Photodegradation pathways and the in vitro phototoxicity of pyrazinamide, a phototoxic antitubercular drug.

The phototoxic antitubercular drug pyrazinamide (1) is photolabile under irradiation with UV-A light as well as with a N2 laser (at 337 nm) in aerobic conditions. Irradiation in methanolic and in aqueous solutions of 1 produces four and three photoproducts, respectively. Their formation involves primary alpha-cleavage between the excited carbonyl of the amido group and the aromatic ring followed by hydrogen abstraction and dimerization. Pyrazinamide was able to cause photohemolysis in human erythrocytes and peroxidation of linoleic acid. Inhibition of both processes on addition of reduced glutathione (GSH) or ascorbic acid suggests the involvement of radicals. The absence of inhibition of the photohemolysis and lipid peroxidation processes in the presence of sodium azide (NaN3), or irradiation under argon, and the absence of singlet oxygen during the photolysis confirmed with 2,5-dimethylfuran rules out the possibility of participation of 1O2 in this process.

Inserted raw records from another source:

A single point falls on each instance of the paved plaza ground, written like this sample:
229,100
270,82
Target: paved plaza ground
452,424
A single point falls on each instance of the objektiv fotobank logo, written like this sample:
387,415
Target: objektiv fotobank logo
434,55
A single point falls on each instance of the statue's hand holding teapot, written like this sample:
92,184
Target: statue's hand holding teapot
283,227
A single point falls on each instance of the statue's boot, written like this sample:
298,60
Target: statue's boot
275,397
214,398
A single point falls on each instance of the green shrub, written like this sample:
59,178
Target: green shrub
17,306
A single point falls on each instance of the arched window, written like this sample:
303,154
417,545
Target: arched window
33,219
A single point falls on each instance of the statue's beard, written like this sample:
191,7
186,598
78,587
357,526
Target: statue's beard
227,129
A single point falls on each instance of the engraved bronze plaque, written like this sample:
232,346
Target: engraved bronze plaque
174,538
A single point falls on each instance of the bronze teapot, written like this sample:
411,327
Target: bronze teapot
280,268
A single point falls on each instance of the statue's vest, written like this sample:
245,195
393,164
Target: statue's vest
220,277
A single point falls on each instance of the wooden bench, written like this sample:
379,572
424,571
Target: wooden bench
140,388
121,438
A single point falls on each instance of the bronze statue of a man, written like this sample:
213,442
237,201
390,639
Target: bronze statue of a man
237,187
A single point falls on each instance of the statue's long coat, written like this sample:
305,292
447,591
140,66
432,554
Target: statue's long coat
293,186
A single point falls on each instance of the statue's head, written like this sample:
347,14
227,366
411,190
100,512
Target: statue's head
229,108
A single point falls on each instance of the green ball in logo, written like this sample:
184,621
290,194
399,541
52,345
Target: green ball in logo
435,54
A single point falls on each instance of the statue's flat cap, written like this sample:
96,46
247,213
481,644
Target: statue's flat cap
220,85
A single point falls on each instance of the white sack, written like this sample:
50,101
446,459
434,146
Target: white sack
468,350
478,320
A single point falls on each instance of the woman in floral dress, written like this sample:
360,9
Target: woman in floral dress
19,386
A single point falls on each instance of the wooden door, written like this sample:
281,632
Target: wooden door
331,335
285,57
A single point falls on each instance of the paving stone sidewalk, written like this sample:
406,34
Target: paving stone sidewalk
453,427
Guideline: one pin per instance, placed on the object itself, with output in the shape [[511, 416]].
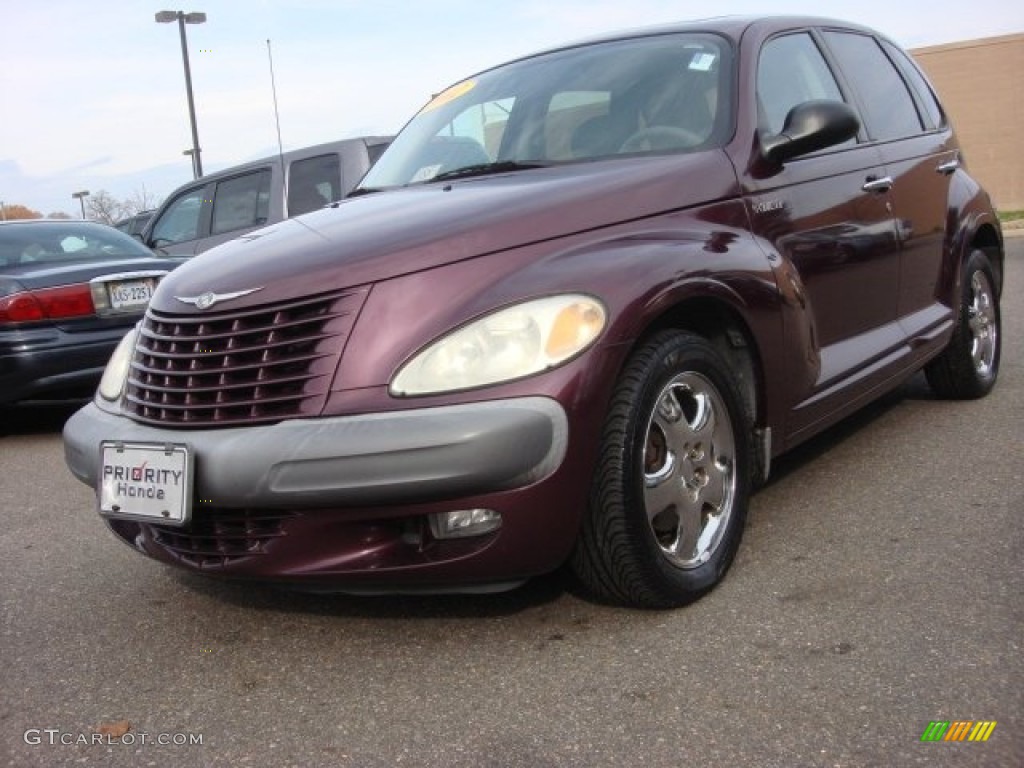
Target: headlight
[[510, 343], [117, 370]]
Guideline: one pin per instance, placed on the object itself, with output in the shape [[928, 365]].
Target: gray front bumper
[[374, 459]]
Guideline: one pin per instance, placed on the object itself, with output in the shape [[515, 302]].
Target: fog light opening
[[464, 522]]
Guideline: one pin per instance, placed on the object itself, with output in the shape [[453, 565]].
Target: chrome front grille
[[231, 368]]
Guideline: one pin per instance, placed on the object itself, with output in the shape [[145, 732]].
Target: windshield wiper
[[482, 169], [358, 192]]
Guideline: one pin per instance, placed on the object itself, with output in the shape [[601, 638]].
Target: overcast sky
[[93, 92]]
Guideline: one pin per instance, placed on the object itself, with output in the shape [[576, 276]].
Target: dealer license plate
[[146, 481], [130, 294]]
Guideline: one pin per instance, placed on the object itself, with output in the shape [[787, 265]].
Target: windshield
[[653, 94], [62, 242]]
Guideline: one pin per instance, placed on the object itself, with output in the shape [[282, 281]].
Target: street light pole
[[166, 16], [81, 196]]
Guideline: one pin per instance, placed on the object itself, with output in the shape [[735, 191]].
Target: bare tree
[[102, 206], [140, 200], [17, 211]]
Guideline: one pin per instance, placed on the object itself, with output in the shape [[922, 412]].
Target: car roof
[[303, 152], [732, 27]]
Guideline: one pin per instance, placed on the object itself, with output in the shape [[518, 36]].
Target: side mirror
[[811, 126]]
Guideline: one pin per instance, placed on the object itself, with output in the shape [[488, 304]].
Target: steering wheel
[[658, 137]]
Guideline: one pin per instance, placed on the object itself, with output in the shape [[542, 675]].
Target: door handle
[[880, 185], [948, 167]]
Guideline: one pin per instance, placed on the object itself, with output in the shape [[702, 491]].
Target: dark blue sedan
[[69, 291]]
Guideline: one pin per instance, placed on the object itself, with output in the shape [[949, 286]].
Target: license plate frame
[[140, 290], [145, 481]]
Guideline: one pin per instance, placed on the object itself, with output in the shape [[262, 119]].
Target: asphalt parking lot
[[879, 588]]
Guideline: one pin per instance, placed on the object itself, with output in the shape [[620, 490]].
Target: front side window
[[889, 110], [241, 202], [791, 71], [663, 93], [313, 182], [179, 221]]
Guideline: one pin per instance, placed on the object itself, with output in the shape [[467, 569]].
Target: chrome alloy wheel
[[689, 470], [983, 324]]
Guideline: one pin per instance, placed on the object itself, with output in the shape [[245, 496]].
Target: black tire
[[969, 366], [689, 462]]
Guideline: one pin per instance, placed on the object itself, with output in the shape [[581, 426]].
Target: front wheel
[[669, 500], [968, 367]]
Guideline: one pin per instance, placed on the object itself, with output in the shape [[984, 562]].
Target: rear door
[[828, 216], [920, 153]]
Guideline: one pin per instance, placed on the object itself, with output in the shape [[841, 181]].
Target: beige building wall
[[981, 85]]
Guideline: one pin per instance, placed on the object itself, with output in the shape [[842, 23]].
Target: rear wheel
[[669, 500], [969, 366]]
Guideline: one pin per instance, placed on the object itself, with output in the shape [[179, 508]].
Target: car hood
[[37, 275], [385, 235]]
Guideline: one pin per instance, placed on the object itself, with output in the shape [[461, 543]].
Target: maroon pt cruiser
[[570, 315]]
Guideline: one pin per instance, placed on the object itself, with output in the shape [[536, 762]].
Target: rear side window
[[241, 202], [889, 110], [313, 182], [791, 72], [926, 96]]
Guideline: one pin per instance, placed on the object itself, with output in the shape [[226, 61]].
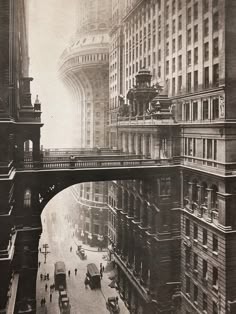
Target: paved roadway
[[58, 234]]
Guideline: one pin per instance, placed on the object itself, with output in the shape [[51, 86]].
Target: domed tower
[[84, 68]]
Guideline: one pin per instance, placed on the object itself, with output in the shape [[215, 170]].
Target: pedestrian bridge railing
[[78, 164]]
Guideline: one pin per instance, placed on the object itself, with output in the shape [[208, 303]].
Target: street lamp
[[45, 252]]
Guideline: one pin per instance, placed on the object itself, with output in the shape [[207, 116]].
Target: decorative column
[[144, 145], [209, 203], [199, 199]]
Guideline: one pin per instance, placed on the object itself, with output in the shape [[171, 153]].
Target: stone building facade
[[84, 68]]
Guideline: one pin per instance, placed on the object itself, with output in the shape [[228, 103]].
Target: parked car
[[80, 251]]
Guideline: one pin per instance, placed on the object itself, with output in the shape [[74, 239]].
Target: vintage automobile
[[80, 251], [64, 305], [112, 305]]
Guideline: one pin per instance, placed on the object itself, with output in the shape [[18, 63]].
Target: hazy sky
[[51, 25]]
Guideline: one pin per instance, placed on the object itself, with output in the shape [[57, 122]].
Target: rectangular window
[[204, 269], [173, 45], [189, 15], [167, 67], [214, 308], [215, 243], [180, 62], [215, 108], [204, 148], [195, 232], [190, 147], [204, 302], [206, 51], [173, 26], [187, 227], [195, 110], [189, 36], [195, 261], [216, 74], [186, 111], [206, 77], [215, 277], [179, 83], [187, 257], [206, 27], [195, 33], [167, 30], [179, 4], [215, 150], [173, 65], [173, 86], [195, 80], [209, 149], [204, 236], [187, 282], [195, 11], [195, 293], [215, 22], [167, 48], [180, 22], [205, 5], [215, 47], [180, 42], [189, 83]]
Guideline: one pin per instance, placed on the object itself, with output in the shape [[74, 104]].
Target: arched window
[[27, 198], [214, 200], [195, 191], [204, 193]]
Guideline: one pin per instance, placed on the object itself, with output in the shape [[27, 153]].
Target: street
[[58, 234]]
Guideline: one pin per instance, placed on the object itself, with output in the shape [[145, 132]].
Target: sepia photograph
[[117, 156]]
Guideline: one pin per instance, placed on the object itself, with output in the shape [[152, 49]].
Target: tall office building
[[188, 47], [84, 69]]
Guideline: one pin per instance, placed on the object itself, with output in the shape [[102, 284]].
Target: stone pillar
[[144, 145], [137, 263], [209, 203], [190, 192]]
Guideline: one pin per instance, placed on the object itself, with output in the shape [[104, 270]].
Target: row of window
[[205, 303], [173, 8], [208, 109], [205, 236]]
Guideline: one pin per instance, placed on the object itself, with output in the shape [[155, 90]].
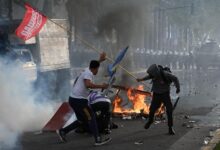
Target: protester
[[79, 102], [162, 79]]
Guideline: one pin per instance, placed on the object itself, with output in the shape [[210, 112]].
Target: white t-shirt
[[79, 89]]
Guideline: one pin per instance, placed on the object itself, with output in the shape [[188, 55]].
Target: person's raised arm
[[144, 78], [91, 85]]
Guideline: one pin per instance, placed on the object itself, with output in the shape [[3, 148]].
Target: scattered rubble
[[138, 142]]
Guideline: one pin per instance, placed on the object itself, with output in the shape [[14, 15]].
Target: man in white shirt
[[79, 103]]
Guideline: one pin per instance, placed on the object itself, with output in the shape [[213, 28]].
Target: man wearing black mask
[[161, 78]]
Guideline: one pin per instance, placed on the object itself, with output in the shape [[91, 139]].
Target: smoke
[[20, 109]]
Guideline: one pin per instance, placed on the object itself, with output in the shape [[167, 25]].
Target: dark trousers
[[102, 112], [84, 115], [157, 100]]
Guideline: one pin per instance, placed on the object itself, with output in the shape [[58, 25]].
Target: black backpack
[[161, 70]]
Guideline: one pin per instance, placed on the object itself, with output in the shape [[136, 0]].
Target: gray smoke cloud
[[20, 110]]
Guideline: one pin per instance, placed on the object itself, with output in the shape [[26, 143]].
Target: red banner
[[32, 23]]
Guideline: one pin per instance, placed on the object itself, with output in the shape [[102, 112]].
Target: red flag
[[32, 23]]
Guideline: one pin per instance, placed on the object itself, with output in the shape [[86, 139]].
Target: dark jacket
[[161, 79]]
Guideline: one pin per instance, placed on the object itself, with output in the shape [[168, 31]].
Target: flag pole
[[82, 40]]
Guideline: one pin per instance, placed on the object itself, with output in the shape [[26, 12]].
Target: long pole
[[84, 41]]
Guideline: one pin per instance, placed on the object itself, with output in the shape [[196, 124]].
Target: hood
[[154, 71]]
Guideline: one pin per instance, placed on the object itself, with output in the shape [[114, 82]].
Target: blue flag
[[112, 67]]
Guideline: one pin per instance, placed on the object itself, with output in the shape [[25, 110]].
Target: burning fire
[[138, 103]]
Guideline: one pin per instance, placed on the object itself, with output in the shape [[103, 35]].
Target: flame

Glutathione depletion was also observed. A radical intermediate was evidenced by thiobarbituric acid that was used as a radical probe, as well as by the dimerization of cysteine. No photohemolysis was detected in presence of the isolated photoproduct. We have also determined the relative efficiencies for the formation of single strand breaks after the irradiation of pBR322 DNA and pyrazinamide, which was also reduced in the presence of GSH.